Connect with us

Politics

House snubs CFO’s audit office plan, proposes Legislature-run alternative


Back in December, CFO Blaise Ingoglia announced a push for an official Florida Agency for Fiscal Oversight (FAFO), through which he’d centralize auditing powers and activities he’s undertaken through the state’s DOGE initiative.

His GOP allies in the Legislature got in line. St. Petersburg Sen. Nick DiCeglie and Palm Bay Rep. Monique Miller filed bills (SB 1572, HB 1303) to codify Ingoglia’s plans in January.

Neither received a single hearing. Now, we may know why.

On Thursday, the House released its $113.6 billion proposed budget for Fiscal Year 2026-27, and conspicuously missing from the spending plan is any consideration for Ingoglia’s FAFO plan.

Instead, the chamber is proposing a Florida Accountability Office, a powerful new agency that operates within and answers directly to the Legislature, not Ingoglia.

Gary Fineout of POLITICO first flagged the snub.

The plans for the Florida Accountability Office, which the House wants to launch with a $53.37 million earmark, date back to early April 2025, just over a month after Ingoglia and Gov. Ron DeSantis began rolling out the DOGE initiative.

At the time, House budget leaders — heading into a quarrelsome negotiation process with the Senate and Governor’s Office that led to months of additional meetings — were escalating scrutiny of state agencies amid concerns about wasteful spending and a lack of transparency.

The House State Administration Budget Subcommittee, then under the leadership of former state Rep. Vicki Lopez of Miami, advanced a measure to create the Florida Accountability Office. The bill cleared the House on a 112-0 vote a week later, but died on the Senate floor in June without being added to the 2025-26 budget.

Now it’s back.

What would the Florida Accountability Office do?

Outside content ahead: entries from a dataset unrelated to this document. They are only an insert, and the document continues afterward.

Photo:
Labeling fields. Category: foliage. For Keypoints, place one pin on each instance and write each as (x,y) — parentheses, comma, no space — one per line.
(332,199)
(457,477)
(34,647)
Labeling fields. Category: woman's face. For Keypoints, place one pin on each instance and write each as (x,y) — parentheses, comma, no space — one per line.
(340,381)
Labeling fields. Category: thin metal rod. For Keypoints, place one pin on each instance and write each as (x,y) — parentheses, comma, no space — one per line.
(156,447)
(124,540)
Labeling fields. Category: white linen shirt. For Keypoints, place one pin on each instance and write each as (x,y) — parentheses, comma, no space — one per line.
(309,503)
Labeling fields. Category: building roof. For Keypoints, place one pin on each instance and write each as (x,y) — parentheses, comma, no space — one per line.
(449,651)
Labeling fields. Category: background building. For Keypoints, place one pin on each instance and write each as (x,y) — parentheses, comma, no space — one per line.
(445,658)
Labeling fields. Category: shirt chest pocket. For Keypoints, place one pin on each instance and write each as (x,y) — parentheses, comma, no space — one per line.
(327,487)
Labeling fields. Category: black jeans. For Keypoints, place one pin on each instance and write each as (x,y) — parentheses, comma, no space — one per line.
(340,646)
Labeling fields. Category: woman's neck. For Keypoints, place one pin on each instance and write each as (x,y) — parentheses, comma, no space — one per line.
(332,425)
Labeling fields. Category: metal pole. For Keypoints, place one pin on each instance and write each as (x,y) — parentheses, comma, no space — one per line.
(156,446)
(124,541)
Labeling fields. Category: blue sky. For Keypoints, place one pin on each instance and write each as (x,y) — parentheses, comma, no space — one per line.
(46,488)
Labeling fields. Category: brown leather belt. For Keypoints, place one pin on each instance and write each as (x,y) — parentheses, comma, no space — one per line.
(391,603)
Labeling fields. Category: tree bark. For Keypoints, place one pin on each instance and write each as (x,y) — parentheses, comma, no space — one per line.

The Florida Accountability Office, as proposed, would serve as a spending watchdog agency within the Legislature.

It would carry powers to conduct audits, reviews, examinations, investigations and evaluations of government spending — as Ingoglia has done with county and city budgets in recent months, which he says has uncovered $1.9 billion in overspending so far — and recommend improvements in efficiency, effectiveness and fiscal management.

The new office would have four main units: the Division of the Auditor General, which would conduct financial audits; the General Accountability Division, which would run operational and compliance audits; the Office of Program Policy Analysis and Government Accountability, which would undertake performance audits; and a Public Integrity Division, which would investigate complaints of fraud, waste, abuse, mismanagement or misconduct involving public funds.

Like Ingoglia’s proposed FAFO, it would have broad authority to inspect records and operations of public agencies and certain recipients of state funds, including access to confidential information when necessary, and legislative Committees could issue subpoenas to compel testimony or documents.

The Public Integrity Division would also review appropriations projects and refer cases to law enforcement, ethics officials, Inspectors General, or other oversight agencies when appropriate.

Leadership would be appointed by and accountable to the Legislature, including an Auditor General appointed by both chambers and other division heads selected under legislative rules or by agreement of the Senate President and House Speaker.

Rules for thee, but not for me

Ironically, while Ingoglia has been on a public crusade to make local governments more transparent and accountable, he has not held his own Office to the same standards of operation he expects others to meet.

As Florida Politics reported this week, Ingoglia’s Office ignored or took months to respond to questions and public records requests about his auditors’ travel expenses, his payroll and his plans to grow his operation.

Ingoglia’s Office also did not respond to questions about the delays.

While the FAFO bills haven’t gained any traction, another pair of bills (SB 1566, HB 1329) that Ingoglia supports by DiCeglie and Marco Island Republican Rep. Yvette Bennaroch have been advancing and would streamline county and city budget audits.